Junge Menschen fühlen sich vor allem unter bestimmten Umständen einsam: Das betont Sozialforscher Ulrich Schneekloth. Oft gehe es darum, dass “man sich nicht mehr richtig zurechtfindet oder das Gefühl hat, auch im eigenen Freundeskreis nicht mehr richtig verstanden zu werden”, sagte Schneekloth der “Frankfurter Allgemeinen Sonntagszeitung”. Der Eindruck, dass alle anderen ähnlich dächten wie man selbst, “ist in spätmodernen Gesellschaften nur noch bedingt zu haben”.

Vielmehr wachse die Anforderung an die Einzelnen, Position zu beziehen – und diese Position immer wieder zu hinterfragen. “Deshalb suchen sich bestimmte Jugendliche Räume und Gruppen, in denen sie sicher sein können, dass alle die gleiche Meinung vertreten.” Dies sei “eine Antwort auf die Herausforderung, mit der Pluralisierung der Lebensstile klarzukommen”, erklärte der Experte.

Schneekloth ist Mitautor der Shell-Jugendstudie, die am Dienstag vorgestellt wurde. “Harte Vereinsamung”, bei der jemand keinerlei Kontakte habe, sei dagegen “ein Problem besonderer Gruppen. Hier ist dringend auch psychotherapeutische Unterstützung notwendig, weil das in der Regel mit depressiven Tendenzen einhergeht”.
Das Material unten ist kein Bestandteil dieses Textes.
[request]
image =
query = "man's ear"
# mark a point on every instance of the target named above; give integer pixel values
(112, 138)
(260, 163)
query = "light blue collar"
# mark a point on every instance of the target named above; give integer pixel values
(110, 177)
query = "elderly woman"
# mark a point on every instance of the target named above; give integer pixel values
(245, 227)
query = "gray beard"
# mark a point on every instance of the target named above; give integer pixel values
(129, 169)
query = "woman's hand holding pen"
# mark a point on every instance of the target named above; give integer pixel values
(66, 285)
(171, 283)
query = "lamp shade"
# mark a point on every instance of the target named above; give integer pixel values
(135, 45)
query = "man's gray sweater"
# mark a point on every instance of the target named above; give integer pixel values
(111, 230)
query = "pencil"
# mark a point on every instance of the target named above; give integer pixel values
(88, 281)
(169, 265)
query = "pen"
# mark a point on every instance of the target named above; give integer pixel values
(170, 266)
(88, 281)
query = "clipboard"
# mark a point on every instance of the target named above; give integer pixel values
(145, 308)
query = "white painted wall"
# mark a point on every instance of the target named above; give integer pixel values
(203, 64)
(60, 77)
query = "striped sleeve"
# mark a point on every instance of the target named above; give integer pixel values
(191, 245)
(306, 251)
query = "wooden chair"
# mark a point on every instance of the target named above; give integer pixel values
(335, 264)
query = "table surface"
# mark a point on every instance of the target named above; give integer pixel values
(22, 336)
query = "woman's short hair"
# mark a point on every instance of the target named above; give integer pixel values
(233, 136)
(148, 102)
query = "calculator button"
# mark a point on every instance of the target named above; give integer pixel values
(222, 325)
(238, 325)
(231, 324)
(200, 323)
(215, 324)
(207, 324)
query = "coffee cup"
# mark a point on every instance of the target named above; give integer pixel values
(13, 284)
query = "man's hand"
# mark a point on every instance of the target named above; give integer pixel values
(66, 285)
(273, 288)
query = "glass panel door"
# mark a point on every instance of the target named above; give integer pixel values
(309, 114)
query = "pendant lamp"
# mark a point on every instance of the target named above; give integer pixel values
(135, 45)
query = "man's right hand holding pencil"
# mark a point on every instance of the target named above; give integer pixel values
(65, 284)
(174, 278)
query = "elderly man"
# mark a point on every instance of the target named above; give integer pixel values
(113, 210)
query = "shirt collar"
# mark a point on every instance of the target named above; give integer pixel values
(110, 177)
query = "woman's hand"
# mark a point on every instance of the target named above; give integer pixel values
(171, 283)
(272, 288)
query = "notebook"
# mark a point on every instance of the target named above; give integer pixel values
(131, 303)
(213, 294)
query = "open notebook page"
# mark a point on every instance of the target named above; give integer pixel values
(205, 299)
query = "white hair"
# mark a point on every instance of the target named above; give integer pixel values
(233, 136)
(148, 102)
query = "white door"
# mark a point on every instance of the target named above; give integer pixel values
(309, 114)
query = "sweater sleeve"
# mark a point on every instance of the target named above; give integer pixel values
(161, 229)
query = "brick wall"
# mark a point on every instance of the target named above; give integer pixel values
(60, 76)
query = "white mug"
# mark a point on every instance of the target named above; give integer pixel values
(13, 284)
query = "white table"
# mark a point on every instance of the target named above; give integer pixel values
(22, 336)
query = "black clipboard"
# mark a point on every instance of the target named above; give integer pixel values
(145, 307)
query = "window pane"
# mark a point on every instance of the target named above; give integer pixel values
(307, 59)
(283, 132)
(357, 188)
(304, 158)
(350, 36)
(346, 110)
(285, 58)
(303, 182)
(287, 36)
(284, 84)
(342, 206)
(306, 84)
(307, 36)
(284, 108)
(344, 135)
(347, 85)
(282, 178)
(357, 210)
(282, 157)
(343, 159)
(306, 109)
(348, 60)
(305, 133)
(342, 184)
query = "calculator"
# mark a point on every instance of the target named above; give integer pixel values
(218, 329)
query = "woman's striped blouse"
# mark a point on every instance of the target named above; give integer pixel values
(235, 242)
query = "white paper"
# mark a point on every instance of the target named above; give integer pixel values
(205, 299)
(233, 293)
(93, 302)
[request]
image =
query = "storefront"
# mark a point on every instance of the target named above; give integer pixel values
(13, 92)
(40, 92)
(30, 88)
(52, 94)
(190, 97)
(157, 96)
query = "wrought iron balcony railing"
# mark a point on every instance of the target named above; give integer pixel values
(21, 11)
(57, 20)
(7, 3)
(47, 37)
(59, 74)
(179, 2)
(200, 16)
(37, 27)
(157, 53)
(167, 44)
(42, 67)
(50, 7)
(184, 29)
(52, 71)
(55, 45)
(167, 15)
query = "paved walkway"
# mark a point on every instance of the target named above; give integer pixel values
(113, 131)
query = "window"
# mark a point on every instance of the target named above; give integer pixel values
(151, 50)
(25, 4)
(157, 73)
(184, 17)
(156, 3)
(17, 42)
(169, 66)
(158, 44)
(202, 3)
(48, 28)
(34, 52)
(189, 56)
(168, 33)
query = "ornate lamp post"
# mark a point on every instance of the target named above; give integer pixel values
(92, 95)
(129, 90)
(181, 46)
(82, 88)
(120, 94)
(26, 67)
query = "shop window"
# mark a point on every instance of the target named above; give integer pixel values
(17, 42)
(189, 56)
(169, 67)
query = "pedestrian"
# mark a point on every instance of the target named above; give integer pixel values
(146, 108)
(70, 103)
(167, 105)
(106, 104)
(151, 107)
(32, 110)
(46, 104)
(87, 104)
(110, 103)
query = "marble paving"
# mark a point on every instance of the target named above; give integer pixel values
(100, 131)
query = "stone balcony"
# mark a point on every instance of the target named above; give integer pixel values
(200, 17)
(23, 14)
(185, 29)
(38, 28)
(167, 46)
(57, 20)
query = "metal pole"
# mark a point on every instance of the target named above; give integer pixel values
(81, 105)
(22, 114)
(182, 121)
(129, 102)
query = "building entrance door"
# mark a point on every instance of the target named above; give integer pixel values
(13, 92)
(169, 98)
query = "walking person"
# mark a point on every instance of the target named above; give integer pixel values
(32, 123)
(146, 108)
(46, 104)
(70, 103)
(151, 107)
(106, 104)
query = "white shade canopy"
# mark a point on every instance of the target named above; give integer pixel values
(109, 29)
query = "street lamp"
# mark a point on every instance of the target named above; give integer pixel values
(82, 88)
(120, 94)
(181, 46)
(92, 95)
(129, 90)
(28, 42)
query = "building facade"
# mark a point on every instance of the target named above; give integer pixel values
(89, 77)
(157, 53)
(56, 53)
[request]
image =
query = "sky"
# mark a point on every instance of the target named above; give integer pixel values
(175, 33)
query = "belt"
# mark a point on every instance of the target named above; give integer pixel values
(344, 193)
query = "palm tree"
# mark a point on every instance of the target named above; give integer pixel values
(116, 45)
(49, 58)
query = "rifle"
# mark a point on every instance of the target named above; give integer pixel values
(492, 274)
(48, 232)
Zu einer Gesellschaft der Vielfalt gehörten derweil “auch Tradition und eine Kultur, die andere als altbacken definieren würden”, sagte der Forscher. Manche Jugendlichen seien sehr kosmopolitisch orientiert, andere – gerade im ländlichen Raum – engagierten sich im Schützenverein oder bei der Freiwilligen Feuerwehr. Für letztere hätten beispielsweise Themen wie Mundart eine Bedeutung. “Das betrifft nicht nur ältere Menschen. Das stirbt nicht aus.”

Diese verschiedenen Gruppen ins Gespräch zu bringen, halte er für eine wichtige Aufgabe, so Schneekloth. Es brauche Möglichkeiten für Mitbestimmung und dafür, eigene Vorstellungen zu realisieren. “Abgehängte soziale Gruppen brauchen mehr Chancen. Aber vor allem braucht die Jugend gemeinsamen Optimismus, dass diese Gesellschaft nicht auseinanderläuft, sondern sich vornimmt, Probleme miteinander zu lösen.”